1. Maintenance Costs
One of the best ways to protect your automotive investment is with regular maintenance. Skipping out on maintenance because you don’t have the money to cover the costs can snowball costs. It is best to be prepared to pay for maintenance instead of repairs. According to the National Highway Safety Institute, every year, millions of people are injured on American roadways, and about 33% of those injuries are due to unsafe equipment.
Regular maintenance ensures your vehicle’s performance and can reduce the risk of equipment failure. Save money out of every paycheck toward vehicle maintenance.
2. Accident Costs
You may be a safe driver, however, the risk of having an accident is still very high. The financial fallout from an accident can also be high. If you are injured in an accident, you may not be able to return to work right away. According to Bankrate, costs for a car accident with an injury that resulted in disability costs, on average, $101,000. In the case of a fatality, the average cost was $1,750,00. The potential for personal economic impact includes medical costs, wage loss, property damage, and administrative expense.
Accidents can be costly, even with full coverage. There is a waiting period between filing a claim and receiving payment. You should have money saved if you are impacted by a vehicle accident and unable to work. It can happen to you. PolicyAdvice says it happens to 130,000 people involved in truck accidents. Save money and be prepared for worst-case scenarios.
3. Unexpected Repairs
Proper maintenance reduces the risk of unexpected repairs but does not eliminate the risk. There is always the chance that your vehicle will need repairs.
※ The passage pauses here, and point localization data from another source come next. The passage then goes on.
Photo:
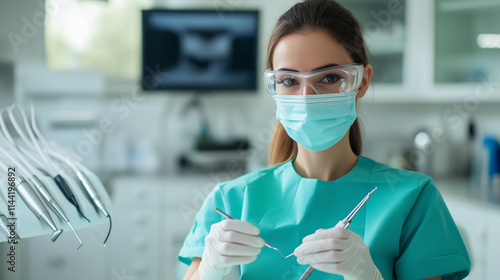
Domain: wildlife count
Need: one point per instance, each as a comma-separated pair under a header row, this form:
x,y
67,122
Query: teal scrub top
x,y
405,223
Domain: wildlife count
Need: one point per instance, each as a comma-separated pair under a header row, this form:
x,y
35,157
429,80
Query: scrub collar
x,y
355,172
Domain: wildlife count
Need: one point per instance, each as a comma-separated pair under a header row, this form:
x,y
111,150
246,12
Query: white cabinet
x,y
431,50
479,224
152,216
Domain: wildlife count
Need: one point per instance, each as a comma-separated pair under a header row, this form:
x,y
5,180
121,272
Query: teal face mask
x,y
317,121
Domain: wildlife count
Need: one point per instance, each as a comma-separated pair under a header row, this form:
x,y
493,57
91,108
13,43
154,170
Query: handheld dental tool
x,y
36,206
32,200
88,187
42,190
347,222
53,171
265,242
5,227
78,169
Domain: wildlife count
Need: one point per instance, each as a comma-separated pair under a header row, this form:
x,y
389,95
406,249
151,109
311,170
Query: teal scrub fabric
x,y
405,223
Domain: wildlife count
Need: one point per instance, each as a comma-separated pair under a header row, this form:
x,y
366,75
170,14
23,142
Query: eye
x,y
287,81
332,78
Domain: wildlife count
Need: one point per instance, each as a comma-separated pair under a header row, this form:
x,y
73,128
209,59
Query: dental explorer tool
x,y
265,242
347,222
55,174
78,169
32,201
36,206
5,226
42,190
88,187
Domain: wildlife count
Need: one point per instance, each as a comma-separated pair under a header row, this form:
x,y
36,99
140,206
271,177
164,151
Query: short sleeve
x,y
430,243
194,243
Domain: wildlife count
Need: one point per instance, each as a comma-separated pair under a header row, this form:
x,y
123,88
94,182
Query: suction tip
x,y
56,234
81,214
109,231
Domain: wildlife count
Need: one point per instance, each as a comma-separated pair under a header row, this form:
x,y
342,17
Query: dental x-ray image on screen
x,y
199,50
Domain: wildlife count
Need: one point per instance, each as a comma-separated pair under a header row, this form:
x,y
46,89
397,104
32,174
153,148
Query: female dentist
x,y
318,68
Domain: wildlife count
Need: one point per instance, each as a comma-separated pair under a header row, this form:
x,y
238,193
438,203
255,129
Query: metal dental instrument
x,y
4,226
88,187
347,222
54,172
78,169
265,243
43,191
36,206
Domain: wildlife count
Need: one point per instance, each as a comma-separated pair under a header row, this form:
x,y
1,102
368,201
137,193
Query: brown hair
x,y
331,17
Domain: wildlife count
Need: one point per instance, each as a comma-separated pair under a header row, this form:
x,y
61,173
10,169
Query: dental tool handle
x,y
63,186
95,198
53,204
36,206
231,218
310,269
91,192
48,197
5,226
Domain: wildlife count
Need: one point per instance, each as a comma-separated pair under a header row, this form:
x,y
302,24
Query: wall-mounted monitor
x,y
200,50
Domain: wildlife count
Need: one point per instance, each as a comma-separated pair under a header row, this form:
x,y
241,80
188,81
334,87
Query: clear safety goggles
x,y
336,79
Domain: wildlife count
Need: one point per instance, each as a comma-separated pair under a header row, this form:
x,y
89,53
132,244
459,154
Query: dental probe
x,y
265,242
77,168
32,201
4,225
88,187
51,202
55,174
46,195
36,206
347,222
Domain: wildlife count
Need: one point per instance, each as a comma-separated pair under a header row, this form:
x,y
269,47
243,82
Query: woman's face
x,y
312,50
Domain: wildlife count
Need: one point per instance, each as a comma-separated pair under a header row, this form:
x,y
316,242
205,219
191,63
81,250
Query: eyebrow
x,y
319,68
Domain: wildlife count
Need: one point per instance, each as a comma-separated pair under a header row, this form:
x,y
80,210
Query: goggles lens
x,y
337,79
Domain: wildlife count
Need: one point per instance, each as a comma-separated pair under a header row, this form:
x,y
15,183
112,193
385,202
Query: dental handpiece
x,y
95,198
63,186
346,222
52,203
36,206
9,233
265,242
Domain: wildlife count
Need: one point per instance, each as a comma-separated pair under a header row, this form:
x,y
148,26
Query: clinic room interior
x,y
124,123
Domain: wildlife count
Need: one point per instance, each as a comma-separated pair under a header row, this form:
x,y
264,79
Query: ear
x,y
363,87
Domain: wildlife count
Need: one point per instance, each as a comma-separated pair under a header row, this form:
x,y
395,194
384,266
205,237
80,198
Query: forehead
x,y
306,51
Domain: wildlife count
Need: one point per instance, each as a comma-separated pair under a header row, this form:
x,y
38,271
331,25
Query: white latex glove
x,y
338,251
229,243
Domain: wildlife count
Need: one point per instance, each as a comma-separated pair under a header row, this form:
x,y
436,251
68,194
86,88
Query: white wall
x,y
22,30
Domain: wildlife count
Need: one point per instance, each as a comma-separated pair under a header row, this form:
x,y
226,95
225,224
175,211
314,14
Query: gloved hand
x,y
338,251
229,243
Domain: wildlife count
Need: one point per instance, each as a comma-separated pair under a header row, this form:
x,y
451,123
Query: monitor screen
x,y
199,50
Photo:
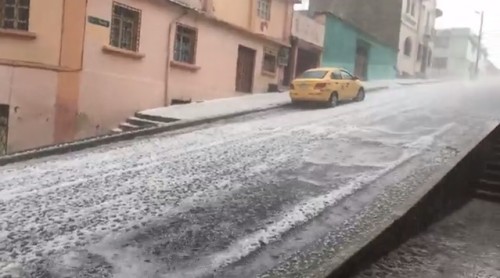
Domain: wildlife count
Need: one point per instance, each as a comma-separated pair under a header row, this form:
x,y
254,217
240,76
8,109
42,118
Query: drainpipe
x,y
171,26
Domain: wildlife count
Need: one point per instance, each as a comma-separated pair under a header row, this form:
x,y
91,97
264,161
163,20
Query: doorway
x,y
306,59
4,128
361,63
245,68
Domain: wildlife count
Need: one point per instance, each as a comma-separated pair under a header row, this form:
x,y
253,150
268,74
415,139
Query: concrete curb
x,y
442,193
112,138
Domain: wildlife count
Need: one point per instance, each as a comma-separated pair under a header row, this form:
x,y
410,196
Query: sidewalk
x,y
164,119
247,103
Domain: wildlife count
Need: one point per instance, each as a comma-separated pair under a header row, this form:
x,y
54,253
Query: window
x,y
419,52
407,47
313,74
346,75
14,14
125,27
185,44
442,42
440,63
269,63
336,75
264,9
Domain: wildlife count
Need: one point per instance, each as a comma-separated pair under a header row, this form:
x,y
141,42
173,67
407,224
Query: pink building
x,y
72,69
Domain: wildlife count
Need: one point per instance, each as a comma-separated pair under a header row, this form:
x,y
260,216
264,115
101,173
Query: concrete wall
x,y
381,19
217,79
308,29
239,12
243,13
38,68
45,22
31,94
113,86
340,50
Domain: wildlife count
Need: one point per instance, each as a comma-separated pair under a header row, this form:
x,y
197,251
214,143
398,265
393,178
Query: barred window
x,y
264,9
14,14
125,27
269,61
185,44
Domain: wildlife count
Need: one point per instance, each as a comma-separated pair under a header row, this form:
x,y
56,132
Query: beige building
x,y
72,69
307,39
415,39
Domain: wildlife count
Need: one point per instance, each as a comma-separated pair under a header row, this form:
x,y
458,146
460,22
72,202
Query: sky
x,y
462,13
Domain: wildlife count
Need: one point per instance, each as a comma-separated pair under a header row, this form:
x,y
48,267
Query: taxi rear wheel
x,y
333,101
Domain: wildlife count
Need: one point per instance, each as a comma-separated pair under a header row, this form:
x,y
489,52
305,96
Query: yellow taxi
x,y
326,85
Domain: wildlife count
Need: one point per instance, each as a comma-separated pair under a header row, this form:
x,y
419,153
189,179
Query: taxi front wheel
x,y
333,101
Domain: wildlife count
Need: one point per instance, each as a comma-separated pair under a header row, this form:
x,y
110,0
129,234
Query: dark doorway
x,y
423,64
245,68
361,63
4,128
306,59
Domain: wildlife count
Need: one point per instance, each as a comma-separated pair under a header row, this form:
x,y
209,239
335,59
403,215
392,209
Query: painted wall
x,y
308,29
113,87
380,18
217,80
31,116
243,13
407,64
45,22
340,50
238,12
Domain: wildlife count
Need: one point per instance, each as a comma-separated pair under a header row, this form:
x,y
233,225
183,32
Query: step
x,y
127,127
492,165
142,122
491,175
486,185
487,196
155,118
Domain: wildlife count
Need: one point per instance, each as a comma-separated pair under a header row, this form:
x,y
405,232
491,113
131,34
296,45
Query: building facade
x,y
416,37
455,54
307,40
361,35
348,47
72,69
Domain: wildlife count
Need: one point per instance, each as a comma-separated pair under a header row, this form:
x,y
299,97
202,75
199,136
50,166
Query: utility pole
x,y
480,38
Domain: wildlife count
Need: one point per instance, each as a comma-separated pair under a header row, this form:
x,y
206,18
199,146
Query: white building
x,y
455,53
415,40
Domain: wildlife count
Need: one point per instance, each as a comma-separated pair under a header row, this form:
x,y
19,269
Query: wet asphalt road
x,y
273,194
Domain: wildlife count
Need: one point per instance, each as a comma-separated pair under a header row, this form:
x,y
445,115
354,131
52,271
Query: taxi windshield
x,y
313,74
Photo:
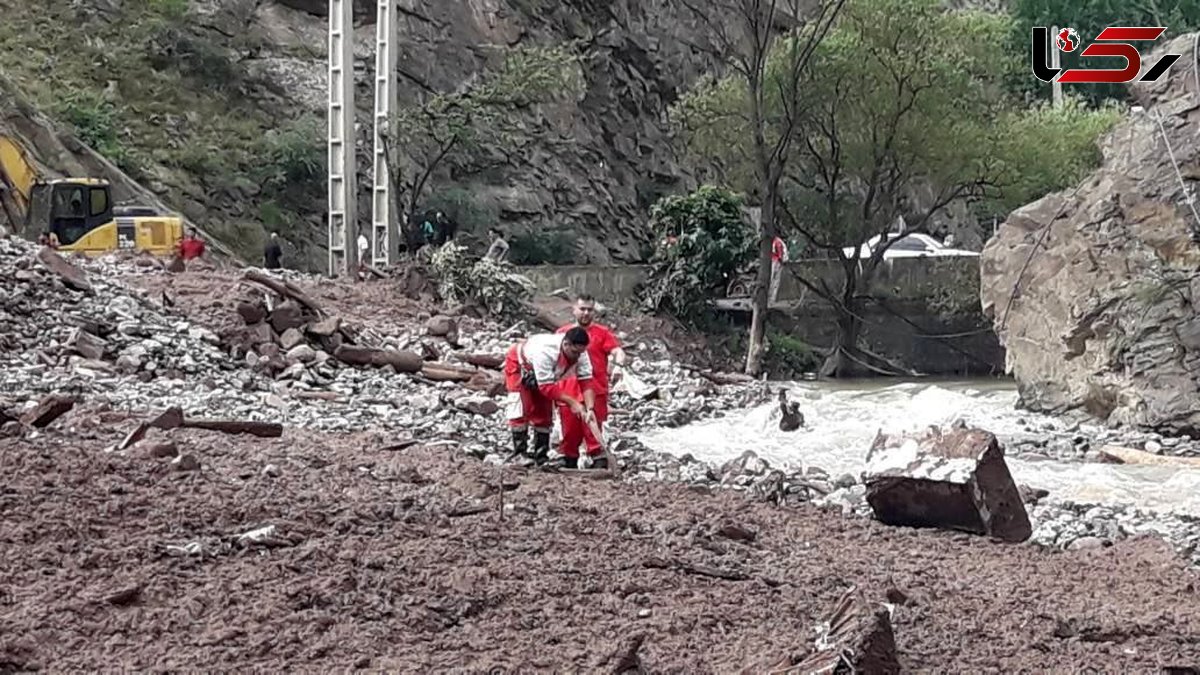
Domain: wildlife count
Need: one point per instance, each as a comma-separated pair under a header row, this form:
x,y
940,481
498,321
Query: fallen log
x,y
261,429
173,418
48,410
402,362
447,372
957,481
285,288
491,362
1129,455
856,638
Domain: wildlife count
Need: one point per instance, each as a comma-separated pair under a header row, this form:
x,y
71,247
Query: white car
x,y
909,246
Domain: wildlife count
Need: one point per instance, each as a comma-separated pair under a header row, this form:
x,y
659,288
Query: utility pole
x,y
1055,63
384,234
342,166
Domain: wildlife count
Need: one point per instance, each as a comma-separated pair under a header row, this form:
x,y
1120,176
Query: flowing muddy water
x,y
843,418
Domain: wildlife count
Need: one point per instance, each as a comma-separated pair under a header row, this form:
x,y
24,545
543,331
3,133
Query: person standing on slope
x,y
601,344
535,374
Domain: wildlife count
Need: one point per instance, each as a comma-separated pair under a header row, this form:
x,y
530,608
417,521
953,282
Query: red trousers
x,y
537,410
576,431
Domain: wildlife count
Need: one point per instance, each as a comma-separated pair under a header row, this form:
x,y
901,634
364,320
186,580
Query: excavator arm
x,y
17,178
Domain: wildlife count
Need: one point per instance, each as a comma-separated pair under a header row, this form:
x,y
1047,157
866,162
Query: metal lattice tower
x,y
342,185
384,234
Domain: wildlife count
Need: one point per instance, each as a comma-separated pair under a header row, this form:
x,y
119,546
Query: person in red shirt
x,y
601,344
778,257
191,246
537,372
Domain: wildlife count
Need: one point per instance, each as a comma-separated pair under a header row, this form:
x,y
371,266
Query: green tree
x,y
767,46
485,115
898,123
702,240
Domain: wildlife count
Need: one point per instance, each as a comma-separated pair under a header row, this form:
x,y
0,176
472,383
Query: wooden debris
x,y
285,288
125,596
625,659
447,372
402,362
1129,455
173,418
491,362
957,481
856,638
71,275
261,429
48,410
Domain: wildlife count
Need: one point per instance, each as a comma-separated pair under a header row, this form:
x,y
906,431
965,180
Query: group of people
x,y
567,371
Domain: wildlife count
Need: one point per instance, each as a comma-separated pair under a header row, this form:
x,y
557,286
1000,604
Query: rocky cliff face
x,y
1103,317
217,106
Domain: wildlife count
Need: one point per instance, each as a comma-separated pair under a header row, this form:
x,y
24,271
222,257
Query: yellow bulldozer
x,y
78,211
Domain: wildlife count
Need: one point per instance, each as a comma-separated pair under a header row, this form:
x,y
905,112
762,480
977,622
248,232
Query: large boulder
x,y
1101,316
955,479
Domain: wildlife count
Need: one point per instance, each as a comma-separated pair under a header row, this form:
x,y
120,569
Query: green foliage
x,y
463,279
294,153
96,123
461,207
486,114
550,246
1044,149
1089,18
702,240
789,356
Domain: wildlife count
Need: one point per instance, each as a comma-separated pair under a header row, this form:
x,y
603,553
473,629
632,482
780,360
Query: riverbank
x,y
363,530
336,551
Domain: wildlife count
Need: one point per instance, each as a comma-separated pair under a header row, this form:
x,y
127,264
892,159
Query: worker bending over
x,y
603,344
535,374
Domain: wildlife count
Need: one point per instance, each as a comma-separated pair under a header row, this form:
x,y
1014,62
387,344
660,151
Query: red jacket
x,y
601,342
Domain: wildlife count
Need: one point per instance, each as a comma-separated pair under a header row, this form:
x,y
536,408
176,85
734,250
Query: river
x,y
843,418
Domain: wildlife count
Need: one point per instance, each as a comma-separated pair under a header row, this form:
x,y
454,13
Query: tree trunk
x,y
762,286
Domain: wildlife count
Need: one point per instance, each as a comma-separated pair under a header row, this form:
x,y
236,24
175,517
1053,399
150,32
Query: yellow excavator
x,y
79,211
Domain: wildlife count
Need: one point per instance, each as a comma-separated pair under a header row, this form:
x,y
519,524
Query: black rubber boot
x,y
540,446
520,442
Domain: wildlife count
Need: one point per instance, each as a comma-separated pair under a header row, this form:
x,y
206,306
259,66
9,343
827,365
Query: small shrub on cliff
x,y
555,248
463,280
701,242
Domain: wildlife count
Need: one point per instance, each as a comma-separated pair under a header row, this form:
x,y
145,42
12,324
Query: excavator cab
x,y
70,209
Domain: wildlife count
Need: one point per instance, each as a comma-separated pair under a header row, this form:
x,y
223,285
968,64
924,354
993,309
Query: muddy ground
x,y
401,560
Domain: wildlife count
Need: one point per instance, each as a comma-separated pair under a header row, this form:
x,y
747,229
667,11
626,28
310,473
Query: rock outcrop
x,y
1101,316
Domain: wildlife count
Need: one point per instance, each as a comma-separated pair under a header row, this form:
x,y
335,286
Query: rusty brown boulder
x,y
955,479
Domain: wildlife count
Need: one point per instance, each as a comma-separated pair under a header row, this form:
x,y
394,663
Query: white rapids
x,y
843,419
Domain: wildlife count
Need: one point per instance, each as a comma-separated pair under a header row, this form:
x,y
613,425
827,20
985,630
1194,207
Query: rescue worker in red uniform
x,y
601,344
535,374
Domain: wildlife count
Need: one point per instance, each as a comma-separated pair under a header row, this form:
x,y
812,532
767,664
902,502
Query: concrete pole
x,y
342,167
384,234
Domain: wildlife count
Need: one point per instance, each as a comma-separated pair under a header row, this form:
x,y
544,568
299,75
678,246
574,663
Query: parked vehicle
x,y
910,246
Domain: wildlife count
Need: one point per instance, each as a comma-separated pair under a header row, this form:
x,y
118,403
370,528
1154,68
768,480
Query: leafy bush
x,y
556,246
293,154
701,242
96,123
789,356
461,207
463,279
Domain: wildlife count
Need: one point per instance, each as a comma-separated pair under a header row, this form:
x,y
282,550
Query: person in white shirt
x,y
535,374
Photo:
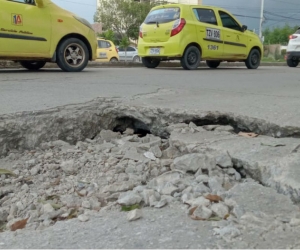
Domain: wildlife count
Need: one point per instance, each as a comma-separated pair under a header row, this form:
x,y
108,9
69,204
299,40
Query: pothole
x,y
77,162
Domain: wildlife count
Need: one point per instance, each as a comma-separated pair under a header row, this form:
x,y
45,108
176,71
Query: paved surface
x,y
270,93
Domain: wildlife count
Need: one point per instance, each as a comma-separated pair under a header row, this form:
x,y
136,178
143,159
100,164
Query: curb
x,y
10,64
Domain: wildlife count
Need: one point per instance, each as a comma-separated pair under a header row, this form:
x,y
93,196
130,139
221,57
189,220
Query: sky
x,y
276,12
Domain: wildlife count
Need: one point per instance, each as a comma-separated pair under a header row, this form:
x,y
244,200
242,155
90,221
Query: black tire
x,y
292,63
213,64
136,59
150,63
191,58
72,55
114,59
253,60
33,65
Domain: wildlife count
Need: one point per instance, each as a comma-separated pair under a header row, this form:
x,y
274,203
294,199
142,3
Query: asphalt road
x,y
270,93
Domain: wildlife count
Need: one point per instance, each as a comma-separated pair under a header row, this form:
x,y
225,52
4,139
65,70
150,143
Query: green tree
x,y
124,43
123,17
279,35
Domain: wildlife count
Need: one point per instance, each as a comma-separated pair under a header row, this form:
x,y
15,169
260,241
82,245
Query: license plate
x,y
154,51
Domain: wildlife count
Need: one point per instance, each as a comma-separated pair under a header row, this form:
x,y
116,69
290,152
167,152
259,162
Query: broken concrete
x,y
78,175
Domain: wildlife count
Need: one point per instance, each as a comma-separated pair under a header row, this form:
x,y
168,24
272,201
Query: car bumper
x,y
295,55
167,49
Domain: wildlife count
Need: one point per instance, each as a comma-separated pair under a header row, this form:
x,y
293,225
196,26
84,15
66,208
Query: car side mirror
x,y
39,3
244,28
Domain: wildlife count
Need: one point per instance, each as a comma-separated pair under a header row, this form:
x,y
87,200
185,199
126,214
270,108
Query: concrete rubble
x,y
237,184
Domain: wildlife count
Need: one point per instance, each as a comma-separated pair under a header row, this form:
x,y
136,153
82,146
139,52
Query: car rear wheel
x,y
72,55
213,64
191,58
114,59
253,60
32,65
292,63
150,62
136,59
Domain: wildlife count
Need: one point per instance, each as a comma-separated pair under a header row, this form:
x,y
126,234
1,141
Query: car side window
x,y
130,49
205,16
24,1
229,22
102,44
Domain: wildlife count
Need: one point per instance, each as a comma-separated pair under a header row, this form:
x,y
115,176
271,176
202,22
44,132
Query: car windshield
x,y
163,15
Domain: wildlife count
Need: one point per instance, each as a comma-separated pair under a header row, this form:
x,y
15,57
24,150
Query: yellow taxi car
x,y
34,32
191,33
107,51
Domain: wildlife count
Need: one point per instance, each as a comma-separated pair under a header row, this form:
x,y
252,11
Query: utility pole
x,y
261,18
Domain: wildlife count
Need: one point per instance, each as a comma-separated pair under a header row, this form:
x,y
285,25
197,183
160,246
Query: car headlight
x,y
83,21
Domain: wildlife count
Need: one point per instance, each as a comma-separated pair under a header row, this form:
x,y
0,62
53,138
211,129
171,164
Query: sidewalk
x,y
10,64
Every driver must have money saved just in case their vehicle needs repairs. A slush fund for repairs can reduce stress and ensure that needed repairs are done promptly.
If you depend on your vehicle to get back and forth to work, you must have money to repair it when needed. Earmark a few dollars a paycheck to cover repair costs
4. Taxes, Registration, Insurance, and Fees
In most states, vehicle registration is valid for one year. In some states, it is valid for two. In either case, it is a cost you will have to pay to keep your vehicle legally on the road. Putting money on the side every month to cover the cost of registration, insurance, taxes, and fees can make covering those expenses more budget-friendly. Registration costs vary depending on the book value of your vehicle and the state you live in.
You can’t avoid taxes and other costs, so it is best to prepare for them. Save for these recurring expenses.
5. Fuel, Parking, and Tolls
Other recurring expenses you will need to cover for your vehicle are fuel, parking, and toll costs. These everyday costs can add up quickly. Create a budget by tracking these costs for a month. Once you have tracked the costs, you can add those costs to your budget. Fuel and other daily costs for operating your vehicle can sneak up on you and throw your budget out of whack.